By the time I asked Dell to create the position of Managing Editor for me, I had so much consulting work for so many brands that I would have had to staff up, and I prefer intrapreneurship to entrepreneurship. So I guess my answer to your question is that the most innovative moment in my career--all of those moments, actually--were accidents. The Internet broke communications and advertising and took journalism's pay model with it, and those accidents have provided me with a career I find deeply meaningful. 

How do you inspire innovation within yourself or to your team? 
I think passion is the key to both innovation and inspiration, and passion comes from believing that your work is solving a significant problem. I think reaching audiences through inventive digital storytelling is the future of communication, so each of these experiments we're conducting in content marketing has far-reaching implications that are nothing less than thrilling. 

What’s the most innovative place in the world?
I live on Alamo Square in San Francisco surrounded by incubators, but I don't think the most innovative place in the world is a place. I think it's a state of internal quiet that people get to in various ways that gives them access to ideas they can't normally hear above the daily din. I can only get there through climbing and I can climb only one mountain a year, so I don't hang out in the most innovative place in the world nearly often enough. I wish it were around the corner and served lattes.

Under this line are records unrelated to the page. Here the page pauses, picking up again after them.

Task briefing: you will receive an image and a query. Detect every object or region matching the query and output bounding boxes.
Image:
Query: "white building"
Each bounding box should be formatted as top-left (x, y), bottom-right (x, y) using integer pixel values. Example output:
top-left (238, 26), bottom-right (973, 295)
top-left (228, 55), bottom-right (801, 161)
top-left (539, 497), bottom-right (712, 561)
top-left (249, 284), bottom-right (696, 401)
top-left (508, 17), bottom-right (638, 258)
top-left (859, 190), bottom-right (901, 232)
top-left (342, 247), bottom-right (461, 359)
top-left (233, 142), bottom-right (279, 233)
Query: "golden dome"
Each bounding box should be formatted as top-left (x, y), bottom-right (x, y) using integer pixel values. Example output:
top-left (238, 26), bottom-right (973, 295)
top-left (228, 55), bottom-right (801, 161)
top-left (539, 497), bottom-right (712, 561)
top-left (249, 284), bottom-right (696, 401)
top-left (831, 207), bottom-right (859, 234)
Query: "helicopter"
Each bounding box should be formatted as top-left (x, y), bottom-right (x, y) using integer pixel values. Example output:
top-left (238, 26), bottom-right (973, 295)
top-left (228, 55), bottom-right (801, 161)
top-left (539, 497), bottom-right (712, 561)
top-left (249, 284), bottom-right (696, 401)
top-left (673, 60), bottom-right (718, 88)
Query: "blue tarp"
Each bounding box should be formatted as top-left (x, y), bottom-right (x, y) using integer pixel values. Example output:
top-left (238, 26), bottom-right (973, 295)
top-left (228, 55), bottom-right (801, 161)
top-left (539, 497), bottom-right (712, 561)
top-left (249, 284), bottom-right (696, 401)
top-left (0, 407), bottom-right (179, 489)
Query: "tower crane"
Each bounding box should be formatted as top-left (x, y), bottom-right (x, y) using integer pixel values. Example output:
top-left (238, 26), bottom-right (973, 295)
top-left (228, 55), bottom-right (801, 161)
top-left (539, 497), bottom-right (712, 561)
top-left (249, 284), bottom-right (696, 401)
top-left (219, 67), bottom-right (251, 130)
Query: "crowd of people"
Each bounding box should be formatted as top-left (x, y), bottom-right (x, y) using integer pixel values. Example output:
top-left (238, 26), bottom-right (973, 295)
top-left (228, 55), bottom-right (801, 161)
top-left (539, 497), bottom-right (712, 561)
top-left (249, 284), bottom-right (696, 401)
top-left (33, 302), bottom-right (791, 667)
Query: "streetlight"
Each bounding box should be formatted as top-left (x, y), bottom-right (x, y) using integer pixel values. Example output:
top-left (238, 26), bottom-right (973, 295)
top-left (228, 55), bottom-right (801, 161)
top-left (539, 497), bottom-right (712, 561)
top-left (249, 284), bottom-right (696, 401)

What's your favorite time of day?
I am a morning person. When I worked remotely for Dell I lived on Central time and now I'm on Eastern, so every best thing happens between dawn and noon. I wake up happy every single morning, full of bouncy energy, and I thank my lucky stars or my parents or The Force or whoever made me that way. Whatever happened yesterday doesn't matter in the morning. Everything feels possible.